Brooklyn Supreme Court Justice Johnny Lee Baynes issued a temporary restraining order on Monday, April 1 that bars the New York State Department of Health from shutting down Long Island College Hospital (LICH) until at least May 2.
Saying that financial troubles at LICH threatened SUNY Downstate, the SUNY board of trustees voted on March 19 to close LICH, a Downstate affiliate. The March 19 vote was the board’s second vote; Justice Baynes ruled on March 14 that the original board meeting didn’t comply with the Open Meetings Law.
On Monday, Judge Baynes ordered SUNY to rescind the LICH closing plan until SUNY subjects the plan to “adequate review,” as required under New York Education Law 356. He criticized several aspects of the plan, and called Dr. John Williams’ recommendation to close LICH “arbitrary and capricious, an abuse of discretion and a violation of lawful procedure.” [A full analysis of this order follows at brooklyneagle.com]
“This temporary restraining order is another victory for Brooklyn patients who depend on LICH, and for nurses, caregivers, and doctors who are fighting to keep our hospital open for care,” said Jill Furillo, RN, Executive Director of the New York State Nurses Association.

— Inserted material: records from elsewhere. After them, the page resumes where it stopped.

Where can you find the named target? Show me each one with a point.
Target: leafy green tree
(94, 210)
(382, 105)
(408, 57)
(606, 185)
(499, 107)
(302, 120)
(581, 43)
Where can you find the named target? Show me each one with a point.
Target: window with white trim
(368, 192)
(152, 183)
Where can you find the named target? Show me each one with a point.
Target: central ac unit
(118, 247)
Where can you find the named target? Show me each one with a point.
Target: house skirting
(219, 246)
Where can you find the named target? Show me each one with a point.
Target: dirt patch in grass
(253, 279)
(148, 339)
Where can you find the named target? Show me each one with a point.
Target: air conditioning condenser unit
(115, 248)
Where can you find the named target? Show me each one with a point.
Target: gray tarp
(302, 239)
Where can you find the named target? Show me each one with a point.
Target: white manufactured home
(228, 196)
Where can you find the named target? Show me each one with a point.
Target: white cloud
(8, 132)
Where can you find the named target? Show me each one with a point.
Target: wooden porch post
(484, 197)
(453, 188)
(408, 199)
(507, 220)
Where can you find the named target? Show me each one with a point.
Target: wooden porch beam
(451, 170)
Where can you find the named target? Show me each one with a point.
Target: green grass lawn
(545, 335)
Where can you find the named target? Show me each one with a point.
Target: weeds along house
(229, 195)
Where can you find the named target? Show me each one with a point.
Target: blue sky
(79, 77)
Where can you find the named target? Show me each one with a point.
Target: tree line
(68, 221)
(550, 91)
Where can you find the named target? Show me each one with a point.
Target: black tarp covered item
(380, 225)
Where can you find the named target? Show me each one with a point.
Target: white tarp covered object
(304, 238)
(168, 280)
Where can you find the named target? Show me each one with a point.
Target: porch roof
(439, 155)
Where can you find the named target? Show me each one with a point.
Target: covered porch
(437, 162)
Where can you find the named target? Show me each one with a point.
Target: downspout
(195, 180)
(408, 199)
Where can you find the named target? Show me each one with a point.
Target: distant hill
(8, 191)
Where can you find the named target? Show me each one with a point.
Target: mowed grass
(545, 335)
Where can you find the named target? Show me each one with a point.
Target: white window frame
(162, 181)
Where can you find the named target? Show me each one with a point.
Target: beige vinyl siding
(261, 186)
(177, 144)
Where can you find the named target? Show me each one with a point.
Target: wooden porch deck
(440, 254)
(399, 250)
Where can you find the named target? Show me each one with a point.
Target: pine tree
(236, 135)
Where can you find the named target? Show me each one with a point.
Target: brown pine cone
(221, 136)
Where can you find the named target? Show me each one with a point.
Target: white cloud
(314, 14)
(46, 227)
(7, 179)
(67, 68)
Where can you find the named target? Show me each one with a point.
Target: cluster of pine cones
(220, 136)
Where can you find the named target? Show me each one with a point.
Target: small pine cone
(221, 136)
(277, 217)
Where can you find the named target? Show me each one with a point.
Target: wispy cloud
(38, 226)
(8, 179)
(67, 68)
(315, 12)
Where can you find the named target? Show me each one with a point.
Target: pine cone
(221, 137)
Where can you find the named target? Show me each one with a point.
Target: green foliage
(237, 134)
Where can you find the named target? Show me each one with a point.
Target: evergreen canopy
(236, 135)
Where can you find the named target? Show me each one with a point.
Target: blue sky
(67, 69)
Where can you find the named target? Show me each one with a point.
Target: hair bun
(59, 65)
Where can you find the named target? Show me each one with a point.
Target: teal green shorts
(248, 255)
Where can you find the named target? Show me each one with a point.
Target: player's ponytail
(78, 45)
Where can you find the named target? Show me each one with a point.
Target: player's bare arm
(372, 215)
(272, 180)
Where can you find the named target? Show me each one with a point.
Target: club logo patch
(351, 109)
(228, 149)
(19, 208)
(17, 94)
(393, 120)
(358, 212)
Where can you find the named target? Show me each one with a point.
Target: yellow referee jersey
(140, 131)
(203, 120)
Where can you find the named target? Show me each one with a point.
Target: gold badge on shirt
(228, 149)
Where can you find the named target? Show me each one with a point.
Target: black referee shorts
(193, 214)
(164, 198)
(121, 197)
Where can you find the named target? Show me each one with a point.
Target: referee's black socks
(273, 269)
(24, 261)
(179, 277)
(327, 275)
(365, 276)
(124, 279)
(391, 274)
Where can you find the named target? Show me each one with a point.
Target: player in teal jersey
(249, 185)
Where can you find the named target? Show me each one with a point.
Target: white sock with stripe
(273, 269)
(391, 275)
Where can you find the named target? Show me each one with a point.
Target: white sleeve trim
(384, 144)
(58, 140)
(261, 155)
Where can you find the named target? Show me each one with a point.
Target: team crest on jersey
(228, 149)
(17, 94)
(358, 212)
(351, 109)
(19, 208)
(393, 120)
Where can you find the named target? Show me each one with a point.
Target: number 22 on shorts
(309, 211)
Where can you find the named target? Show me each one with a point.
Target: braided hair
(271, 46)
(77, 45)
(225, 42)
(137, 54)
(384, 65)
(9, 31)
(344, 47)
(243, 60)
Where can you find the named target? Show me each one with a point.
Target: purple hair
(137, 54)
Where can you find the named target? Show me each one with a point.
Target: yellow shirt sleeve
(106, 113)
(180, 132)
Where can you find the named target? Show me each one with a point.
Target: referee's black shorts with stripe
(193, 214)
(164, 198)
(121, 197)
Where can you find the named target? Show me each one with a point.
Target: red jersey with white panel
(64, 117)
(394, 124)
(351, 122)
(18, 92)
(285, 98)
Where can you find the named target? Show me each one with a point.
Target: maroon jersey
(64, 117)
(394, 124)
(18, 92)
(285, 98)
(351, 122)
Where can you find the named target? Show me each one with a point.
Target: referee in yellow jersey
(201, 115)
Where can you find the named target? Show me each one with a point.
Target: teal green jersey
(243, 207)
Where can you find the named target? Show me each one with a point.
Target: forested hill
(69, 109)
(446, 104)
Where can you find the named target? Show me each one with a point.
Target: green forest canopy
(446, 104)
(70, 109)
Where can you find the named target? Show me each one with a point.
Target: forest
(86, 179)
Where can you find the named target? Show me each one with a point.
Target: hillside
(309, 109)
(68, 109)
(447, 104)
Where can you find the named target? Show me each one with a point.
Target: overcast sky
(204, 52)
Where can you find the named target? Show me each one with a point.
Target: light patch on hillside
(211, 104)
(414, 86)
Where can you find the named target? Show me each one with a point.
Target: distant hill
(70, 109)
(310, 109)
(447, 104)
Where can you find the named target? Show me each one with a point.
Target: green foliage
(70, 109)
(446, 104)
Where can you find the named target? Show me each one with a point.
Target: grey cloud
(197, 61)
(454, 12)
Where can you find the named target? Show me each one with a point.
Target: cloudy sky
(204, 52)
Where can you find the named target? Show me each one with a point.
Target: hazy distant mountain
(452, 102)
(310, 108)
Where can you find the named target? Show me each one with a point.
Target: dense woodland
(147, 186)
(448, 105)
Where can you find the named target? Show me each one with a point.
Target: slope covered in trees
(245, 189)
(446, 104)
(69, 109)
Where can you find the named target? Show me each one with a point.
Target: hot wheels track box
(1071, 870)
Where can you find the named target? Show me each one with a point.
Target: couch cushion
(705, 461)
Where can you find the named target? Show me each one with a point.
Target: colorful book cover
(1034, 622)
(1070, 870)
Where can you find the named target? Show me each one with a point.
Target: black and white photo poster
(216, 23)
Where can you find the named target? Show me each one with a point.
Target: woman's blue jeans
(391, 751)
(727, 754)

But SUNY spokesperson David D. Doyle said SUNY was deeply disappointed. “SUNY Downstate is in a financial crisis and it is a race against the clock to save medical education, thousands of jobs, and high quality patient care in Brooklyn.”
The temporary restraining order was sought by the NYS Nurses Association; 1199 SEIU United; Healthcare Workers East; Concerned Physicians of LICH and Carl Biers. The defendants were the NYS Department of Health and its Commissioner Nirav Shah, MD; the State University of New York (SUNY); SUNY Downstate Medical Center; Downstate’s Council; and the President of SUNY Downstate John F. Williams.